Much talk was of agencies and of their different approaches, experiences and successes. Food agencies are seen by some as the answer to everything.
There was much off-the-record debate about the proposed European Food Authority. The European Commission is committed to launching EFA in 2002. But why have one? There are arguments for and against.
The main argument "for" is better use of resources. Small countries cannot match the big budgets for monitoring or research wielded by larger ones. EFA could help co-ordinate intelligence, science and enforcement.

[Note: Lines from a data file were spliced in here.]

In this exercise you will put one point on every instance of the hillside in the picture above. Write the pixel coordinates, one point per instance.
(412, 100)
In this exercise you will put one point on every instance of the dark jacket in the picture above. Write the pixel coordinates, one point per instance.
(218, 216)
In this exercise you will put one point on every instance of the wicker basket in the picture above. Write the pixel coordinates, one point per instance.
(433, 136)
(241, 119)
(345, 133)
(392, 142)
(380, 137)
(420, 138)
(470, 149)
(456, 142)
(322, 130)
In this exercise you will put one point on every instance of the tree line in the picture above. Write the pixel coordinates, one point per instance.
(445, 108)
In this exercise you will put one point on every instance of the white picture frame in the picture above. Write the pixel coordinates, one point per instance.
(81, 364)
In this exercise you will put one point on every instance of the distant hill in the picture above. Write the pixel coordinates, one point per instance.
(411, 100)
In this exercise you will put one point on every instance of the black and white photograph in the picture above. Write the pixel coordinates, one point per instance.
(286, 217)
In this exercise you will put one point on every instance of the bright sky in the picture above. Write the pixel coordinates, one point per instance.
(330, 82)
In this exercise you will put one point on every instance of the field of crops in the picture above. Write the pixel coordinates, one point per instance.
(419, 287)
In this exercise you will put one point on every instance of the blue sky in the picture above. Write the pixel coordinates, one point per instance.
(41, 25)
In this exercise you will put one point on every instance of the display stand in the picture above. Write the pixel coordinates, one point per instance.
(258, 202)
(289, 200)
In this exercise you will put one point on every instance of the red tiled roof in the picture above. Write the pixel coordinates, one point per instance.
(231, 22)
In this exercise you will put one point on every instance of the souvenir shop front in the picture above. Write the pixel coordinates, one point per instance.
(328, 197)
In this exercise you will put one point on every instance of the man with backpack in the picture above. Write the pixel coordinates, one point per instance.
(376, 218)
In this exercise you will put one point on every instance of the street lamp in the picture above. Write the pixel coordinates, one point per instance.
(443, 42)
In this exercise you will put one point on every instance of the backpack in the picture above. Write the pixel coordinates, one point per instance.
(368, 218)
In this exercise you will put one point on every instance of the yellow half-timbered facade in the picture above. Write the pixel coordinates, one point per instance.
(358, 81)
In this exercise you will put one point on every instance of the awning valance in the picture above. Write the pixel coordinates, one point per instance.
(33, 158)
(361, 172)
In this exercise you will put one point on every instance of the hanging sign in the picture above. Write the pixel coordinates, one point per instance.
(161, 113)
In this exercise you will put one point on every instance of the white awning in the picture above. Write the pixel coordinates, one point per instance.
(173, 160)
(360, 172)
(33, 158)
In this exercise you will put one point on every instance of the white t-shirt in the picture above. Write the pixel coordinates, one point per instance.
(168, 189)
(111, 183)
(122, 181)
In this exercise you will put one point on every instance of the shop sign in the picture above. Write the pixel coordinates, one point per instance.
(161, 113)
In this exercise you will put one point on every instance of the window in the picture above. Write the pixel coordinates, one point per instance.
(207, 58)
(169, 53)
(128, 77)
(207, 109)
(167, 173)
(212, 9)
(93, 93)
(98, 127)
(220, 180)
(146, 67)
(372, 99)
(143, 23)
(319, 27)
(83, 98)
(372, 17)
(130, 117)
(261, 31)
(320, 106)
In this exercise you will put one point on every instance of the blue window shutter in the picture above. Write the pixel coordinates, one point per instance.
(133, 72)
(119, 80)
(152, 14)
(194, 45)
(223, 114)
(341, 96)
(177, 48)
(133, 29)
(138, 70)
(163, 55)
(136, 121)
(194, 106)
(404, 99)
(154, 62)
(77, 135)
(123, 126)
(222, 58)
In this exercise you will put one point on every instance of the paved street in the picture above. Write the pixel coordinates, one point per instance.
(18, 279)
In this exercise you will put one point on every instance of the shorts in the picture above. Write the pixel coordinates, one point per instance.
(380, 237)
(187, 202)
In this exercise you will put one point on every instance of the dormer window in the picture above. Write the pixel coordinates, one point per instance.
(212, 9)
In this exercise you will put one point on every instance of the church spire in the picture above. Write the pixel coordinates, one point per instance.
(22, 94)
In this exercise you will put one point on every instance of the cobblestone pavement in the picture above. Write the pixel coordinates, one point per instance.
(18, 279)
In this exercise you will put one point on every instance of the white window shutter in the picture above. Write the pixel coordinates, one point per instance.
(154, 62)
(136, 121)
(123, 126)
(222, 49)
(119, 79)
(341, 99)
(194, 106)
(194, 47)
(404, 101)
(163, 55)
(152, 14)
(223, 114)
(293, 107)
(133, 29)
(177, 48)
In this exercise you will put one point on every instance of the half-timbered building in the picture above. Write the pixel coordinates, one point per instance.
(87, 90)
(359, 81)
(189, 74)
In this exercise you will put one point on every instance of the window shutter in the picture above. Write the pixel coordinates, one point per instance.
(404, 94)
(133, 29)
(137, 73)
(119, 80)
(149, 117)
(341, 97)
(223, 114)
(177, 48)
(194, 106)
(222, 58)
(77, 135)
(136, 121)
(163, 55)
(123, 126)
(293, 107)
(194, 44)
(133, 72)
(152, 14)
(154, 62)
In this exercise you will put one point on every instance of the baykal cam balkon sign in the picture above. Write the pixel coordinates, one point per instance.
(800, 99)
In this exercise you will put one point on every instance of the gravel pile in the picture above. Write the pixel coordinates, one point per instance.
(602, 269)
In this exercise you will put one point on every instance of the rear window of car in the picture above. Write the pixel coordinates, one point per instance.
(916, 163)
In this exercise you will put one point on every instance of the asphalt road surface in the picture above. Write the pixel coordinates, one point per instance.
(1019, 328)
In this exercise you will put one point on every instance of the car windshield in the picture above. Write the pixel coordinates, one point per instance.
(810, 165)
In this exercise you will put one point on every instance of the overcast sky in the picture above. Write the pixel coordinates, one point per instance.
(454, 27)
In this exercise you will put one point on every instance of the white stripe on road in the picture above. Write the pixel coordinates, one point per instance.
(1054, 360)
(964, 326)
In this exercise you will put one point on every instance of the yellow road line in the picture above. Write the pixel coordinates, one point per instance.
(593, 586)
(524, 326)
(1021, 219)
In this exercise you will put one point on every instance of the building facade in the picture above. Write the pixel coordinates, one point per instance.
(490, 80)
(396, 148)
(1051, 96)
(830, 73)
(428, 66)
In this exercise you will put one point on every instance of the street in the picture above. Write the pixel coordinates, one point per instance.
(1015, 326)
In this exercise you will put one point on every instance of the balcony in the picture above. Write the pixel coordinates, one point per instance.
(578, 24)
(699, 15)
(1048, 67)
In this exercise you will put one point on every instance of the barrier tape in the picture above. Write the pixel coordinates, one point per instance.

A more contentious "pro" is that EFA can harmonise standards, but up or down? Some argue only an EFA can be a consumer champion across the EU-wide structure of the food supply chain. Even big countries such as Germany or the UK lack state machinery with long enough tentacles.
EFA will give the EU punch like the FDA gives the US, they say.
And what of the arguments against? Agencies are a fashion, convenient for politicians to distance themselves from a crisis. EFA's 44.4m euro budget is tiny; what will it be able to do in practice? It cannot be a final EU food court of arbitration.
A big worry is that EFA might be perceived as an unnecessary level of bureaucracy, unable to affect outcomes for consumers, complicating communication and liaison.
EFA suits big rather than small food companies. What's needed is not EFA but sub-national/regional infrastructure to improve local support systems.
EFA might be based in Barcelona, Lille, Helsinki or Parma. Wonderful cities, but are they close enough to Brussels to forge links with the Commission and policy-makers? Many doubt it.